SPILL DAMAGE MITIGATION
I recently completed a work order to repair and detail a gaming rig that had a glass of milk spilled into it through the top fan grates. You can imagine the extent of the damage: flaky white stains covering every single component inside the oversized tower, a faint smell of dairy and more than a few 'burned' spots on the circuity indicating an electrical short. The client was able to cut power to the computer before it shorted out on its own, which was a huge indicator that recovery would be successful.
Upon initial investigation, extensive contamination was discovered across all major components. Some of the RAM sticks had solidified milk on the contacts while the corresponding ports had blocked pins. All three hard drives had splash stains, the worst of which was alarmingly found on the fragile mechanical drive. The Wi-Fi wireless network card had evaporated milk coating both surfaces, the processor was spared by the liquid cooling system, which unfortunately meant that milk had cooked into the tiny, tiny blades of a miniature radiator. The graphics card was assumed dead on arrival due to the several burnt spots on its exterior - it had taken the brunt of the spill. Last but not least, the motherboard was exposed in many places; for example, not all of the eSATA ports were functional upon inspection.
I attempted to boot the computer after removing the GPU and plugging an HDMI cable into the onboard graphics card. The desktop powered on and I was blinded by bright green LEDs, but I saw nothing on my monitor. A red diagnostic LED was lit on the corner of the motherboard: "DRAM". I started removing the RAM sticks one by one until I could get past this specific problem. After removing two sticks, a new diagnostic LED was lit: "Boot Device". Time to test the hard drives, I thought. I removed all three drives from the tower and tested them in a hard drive dock connected to another computer. Luckily, all three hard drives worked like a charm.
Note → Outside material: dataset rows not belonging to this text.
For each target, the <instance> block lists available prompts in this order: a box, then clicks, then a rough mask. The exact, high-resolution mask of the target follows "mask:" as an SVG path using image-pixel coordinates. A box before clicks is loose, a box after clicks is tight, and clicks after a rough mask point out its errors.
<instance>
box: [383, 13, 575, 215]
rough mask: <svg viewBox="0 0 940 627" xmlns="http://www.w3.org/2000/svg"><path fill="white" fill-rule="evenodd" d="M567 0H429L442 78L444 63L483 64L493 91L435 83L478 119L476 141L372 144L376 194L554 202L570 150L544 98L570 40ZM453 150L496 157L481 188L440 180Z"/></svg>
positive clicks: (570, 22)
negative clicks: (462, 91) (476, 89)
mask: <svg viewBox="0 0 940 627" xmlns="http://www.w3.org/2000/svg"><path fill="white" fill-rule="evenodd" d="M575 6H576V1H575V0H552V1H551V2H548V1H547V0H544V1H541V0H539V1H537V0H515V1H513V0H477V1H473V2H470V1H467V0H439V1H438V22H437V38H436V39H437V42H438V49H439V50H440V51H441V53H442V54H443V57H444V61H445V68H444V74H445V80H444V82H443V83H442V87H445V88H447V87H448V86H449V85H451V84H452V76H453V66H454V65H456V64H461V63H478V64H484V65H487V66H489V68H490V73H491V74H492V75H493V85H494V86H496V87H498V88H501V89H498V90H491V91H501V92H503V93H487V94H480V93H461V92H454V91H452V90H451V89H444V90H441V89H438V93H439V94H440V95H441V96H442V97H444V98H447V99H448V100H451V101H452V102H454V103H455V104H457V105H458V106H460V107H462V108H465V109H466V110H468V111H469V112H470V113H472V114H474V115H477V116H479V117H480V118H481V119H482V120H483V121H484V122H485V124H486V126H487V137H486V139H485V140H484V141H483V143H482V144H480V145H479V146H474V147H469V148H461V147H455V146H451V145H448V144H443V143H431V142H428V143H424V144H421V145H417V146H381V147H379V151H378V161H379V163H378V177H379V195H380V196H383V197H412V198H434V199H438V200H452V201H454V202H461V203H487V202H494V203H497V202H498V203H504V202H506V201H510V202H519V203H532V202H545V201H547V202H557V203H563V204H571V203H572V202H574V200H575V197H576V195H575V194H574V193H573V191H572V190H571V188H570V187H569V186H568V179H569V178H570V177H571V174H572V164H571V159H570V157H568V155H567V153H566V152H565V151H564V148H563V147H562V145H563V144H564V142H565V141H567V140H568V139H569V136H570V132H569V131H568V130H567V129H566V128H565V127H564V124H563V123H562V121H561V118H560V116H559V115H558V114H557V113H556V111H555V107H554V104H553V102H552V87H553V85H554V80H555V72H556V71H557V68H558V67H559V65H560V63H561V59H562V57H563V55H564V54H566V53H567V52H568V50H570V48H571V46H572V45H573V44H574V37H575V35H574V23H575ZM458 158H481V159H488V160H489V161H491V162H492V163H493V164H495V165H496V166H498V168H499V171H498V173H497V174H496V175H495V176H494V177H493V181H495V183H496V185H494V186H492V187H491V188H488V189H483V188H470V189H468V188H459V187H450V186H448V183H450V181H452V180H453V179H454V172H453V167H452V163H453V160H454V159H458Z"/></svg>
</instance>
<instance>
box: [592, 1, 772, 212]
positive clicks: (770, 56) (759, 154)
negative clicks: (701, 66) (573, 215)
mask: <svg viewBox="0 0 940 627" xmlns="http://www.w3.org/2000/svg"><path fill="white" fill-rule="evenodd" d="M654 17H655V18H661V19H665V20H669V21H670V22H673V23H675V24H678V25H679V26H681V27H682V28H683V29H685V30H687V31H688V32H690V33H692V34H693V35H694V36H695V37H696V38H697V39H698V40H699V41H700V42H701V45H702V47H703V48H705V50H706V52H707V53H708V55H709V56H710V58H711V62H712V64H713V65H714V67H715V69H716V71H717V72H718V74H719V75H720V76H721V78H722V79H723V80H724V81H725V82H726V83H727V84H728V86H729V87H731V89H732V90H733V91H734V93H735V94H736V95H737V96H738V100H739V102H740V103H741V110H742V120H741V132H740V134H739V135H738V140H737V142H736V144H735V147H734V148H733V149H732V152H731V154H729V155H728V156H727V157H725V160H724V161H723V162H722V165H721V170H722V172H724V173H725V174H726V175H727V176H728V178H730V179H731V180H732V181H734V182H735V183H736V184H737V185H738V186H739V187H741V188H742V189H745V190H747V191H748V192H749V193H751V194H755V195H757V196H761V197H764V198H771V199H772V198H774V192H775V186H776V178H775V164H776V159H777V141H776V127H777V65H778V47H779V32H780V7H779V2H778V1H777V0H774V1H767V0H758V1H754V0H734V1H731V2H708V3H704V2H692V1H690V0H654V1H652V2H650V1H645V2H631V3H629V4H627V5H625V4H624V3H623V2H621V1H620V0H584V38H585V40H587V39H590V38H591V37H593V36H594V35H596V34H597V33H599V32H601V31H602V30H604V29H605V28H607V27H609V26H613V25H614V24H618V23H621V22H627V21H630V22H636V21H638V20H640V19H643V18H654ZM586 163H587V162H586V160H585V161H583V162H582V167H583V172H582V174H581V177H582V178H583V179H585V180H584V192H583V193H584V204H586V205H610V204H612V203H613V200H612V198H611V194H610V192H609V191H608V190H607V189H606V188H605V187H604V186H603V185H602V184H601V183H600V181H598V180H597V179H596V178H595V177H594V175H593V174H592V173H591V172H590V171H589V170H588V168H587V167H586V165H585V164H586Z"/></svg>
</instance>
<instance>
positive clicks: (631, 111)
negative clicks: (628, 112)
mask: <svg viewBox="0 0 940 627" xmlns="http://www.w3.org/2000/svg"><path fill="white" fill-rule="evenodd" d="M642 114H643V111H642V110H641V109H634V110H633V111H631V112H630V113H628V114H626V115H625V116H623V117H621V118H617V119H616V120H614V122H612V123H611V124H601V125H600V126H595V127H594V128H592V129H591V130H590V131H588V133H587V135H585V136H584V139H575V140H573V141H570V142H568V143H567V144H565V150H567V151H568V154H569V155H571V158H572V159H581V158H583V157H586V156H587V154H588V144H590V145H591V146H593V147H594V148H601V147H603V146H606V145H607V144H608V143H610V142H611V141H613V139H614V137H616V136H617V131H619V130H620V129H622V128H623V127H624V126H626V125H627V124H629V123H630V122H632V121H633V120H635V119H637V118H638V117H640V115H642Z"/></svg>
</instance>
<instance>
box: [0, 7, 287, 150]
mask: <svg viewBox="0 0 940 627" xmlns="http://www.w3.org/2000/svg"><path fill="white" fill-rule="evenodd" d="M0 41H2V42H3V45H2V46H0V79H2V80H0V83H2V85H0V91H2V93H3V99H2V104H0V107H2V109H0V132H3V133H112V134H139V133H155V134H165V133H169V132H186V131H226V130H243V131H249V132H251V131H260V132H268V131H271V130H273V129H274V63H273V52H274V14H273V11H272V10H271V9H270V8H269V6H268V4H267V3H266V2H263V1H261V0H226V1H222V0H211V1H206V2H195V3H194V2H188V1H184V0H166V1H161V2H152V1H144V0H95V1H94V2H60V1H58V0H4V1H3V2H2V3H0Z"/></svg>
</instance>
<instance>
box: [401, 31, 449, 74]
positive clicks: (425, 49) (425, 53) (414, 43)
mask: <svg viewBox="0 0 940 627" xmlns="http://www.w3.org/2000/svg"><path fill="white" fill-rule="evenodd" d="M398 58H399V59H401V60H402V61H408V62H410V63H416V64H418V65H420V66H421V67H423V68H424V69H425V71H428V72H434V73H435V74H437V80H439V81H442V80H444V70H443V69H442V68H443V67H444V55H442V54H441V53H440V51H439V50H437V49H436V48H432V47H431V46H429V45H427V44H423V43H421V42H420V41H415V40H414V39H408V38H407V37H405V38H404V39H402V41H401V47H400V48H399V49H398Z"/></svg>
This meant either the cables or the ports were bad, so I replaced the SATA cables with temporary replacements, tried plugging hard drives into each port and saw limited success. Cleaning the rest of the ports with rubbing alcohol made all of the hard drives as well as the disc drive work once again.
Out of curiosity, I tried cleaning the graphics card. Half an hour later, once all the crusty, powdery stains were finally gone, I installed it back into the computer and successfully got the display running, which was a relief that probably saved the client hundreds of dollars. Knowing now that there was a great chance of recovering everything, I went about my craft and painstakingly swabbed dried milk from all exposed electrical contacts, brushed it out of tiny spaces with an antistatic brush, wiped out every square inch of the massive computer case, completely disassembled the machine, posed for pictures (enjoy the gallery), reassembled the machine and began testing.
Miraculously, the machine booted on the first try. Navigating through the BIOS indicated that all of the major devices were fully functional. The amount of RAM was reported correctly, all hard drives were detected and identified and the mouse and keyboard worked properly. Letting it run for a while, I noted that the temperature of the CPU remained stable. Finally, I booted into the operating system to go online and run some benchmark and stress tests for good measure. Once everything was in order, I scheduled time to return the computer to the customer.
Time Spent: 3 hours
Money Saved: At least $400 for a GPU replacement, potentially more.